Between the two annual spring polls conducted by Southern Media, the administration relieved some of those concerns by putting in place the private partnerships to take over management of the public hospitals. It’s important to note the recent federal rejection of the state’s hospital financing plan came days after the recent poll was taken.

Jindal’s adamant refusal to accept the expansion of Medicaid might have hurt his job approval more but for an assist from the Koch brothers, the billionaire industrialists behind Americans for Prosperity. The long-running, hard-hitting commercials blasting U.S. Sen. Mary Landrieu over the Affordable Care Act have bolstered support for Jindal’s position on the expansion. By 48-44 percent, SMOR poll respondents opposed the expansion. They favored the repeal of the ACA by 54-43 percent.

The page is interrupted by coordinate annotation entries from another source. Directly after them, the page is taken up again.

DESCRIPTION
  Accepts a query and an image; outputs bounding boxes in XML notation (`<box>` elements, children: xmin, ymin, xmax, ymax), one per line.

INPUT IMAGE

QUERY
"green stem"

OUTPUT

Pinsonat sees little hope of Jindal rising again to the 62 percent approval rate he enjoyed shortly before his 2011 re-election, especially after his fights with teacher unions over his education agenda and with state employees over his privatization push.

But few governors who advance controversial measures can maintain 60 percent popularity for six years.

For the purposes of his national ambitions, it’s important for Jindal to keep his head above ground at home.

 

NRSC Gets Behind Cassidy

The Republican Parish Executive Committee of Terrebonne recently gave its nod to Congressman Bill Cassidy. The committee was the fundraising group that was created by the National Republican Senatorial Committee for Cassidy’s campaign.

The GOP Victory Fund 2014 is a joint venture that’s also working with the U.S. Senate campaigns of Scott Brown in New Hampshire, Steve Daines in Montana and Cory Gardner in Colorado.

The fund is another sign that the Republican Party is eager to get behind Cassidy, despite there being two other Republicans in the race. As reported by LaPolitics in March, there’s already a push underway by members of the Republican State Central Committee to give Cassidy the endorsement and possibly lead a drive among party leaders.

“It turns out the NRSC is not even bothering to wait,” said a source, adding that it’s behavior is a way to “haul in national money.”

The new fund is set up to collect contributions, pay for fundraising expenses and then disburse net proceeds to the Cassidy campaign as it attempts to unseat incumbent U.S. Sen. Mary Landrieu this fall.

 

Batter Up In D.C.

Congressman Cedric Richmond, D-New Orleans, might not be king of the Hill, but he can certainly claim to be king of the diamond. In last year’s congressional baseball game, he pitched seven shutout innings; had four hits; and drove in two runs home to help the Dems capture a 22-0 upset over the GOP in one of the most memorable games in the event’s history.

Congressman Steve Scalise, R-Metairie, also plays in the game, which is scheduled for June 25 at Nationals Park this year.

Both men, though, will be joined in uniform next month by a true rookie: Congressman Vance McAllister, R-Swartz. While he may not run for re-election, especially in the wake of the scandal that exposed — on video — his affair with a married staffer, Republican ballplayers are surely hoping he can at least run the bases.